Part of what I seek to do here is to raise things that aren't being heard enough. As Krugman notes, the current bailout plan looks to be throwing money at some US banks without compensating US taxpayers for the risk they're taking.
What's worse is that this fix might not even fix the problem, because it is not only the subprime loans which are the problem -- it is all sorts of loans. Jason Lindt makes this case, and although I can't vouch for his numbers, he makes it convincingly. He says we should go straight to the problem: banks' insolvent balance sheets. While the current bailout plan looks like a sneaky way to throw money at banks, a good plan should specifically offer capital to these banks by purchasing their preferred stock. This gives them some Tier 1 capital as a cushion, and it also makes them pay us dividends in the future.

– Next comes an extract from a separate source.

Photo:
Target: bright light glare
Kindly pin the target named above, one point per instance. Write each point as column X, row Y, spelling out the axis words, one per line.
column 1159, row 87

I still have questions about this. Sometimes the dividends on preferred stock don't get paid, but then they stack up cumulatively. The Tier 1 capital page says these types of preferred stock don't usually apply to Tier 1 capital. We might need a strange kind of which is more geared towards the long-term, and also gives us voting power in these companies. We need to put these banks on long-term payment plans, because it is going to be a while before they'll be able to pay us back for the mess they've caused.
Incidentally, as to the cause of this, Anton Wahlman notes something I haven't heard before: the effect of the Taxpayer Relief Act of 1997, which exempted profits on personal residents from taxation. That law likely contributed more than the Community Reinvestment Act bullshit, which has been refuted.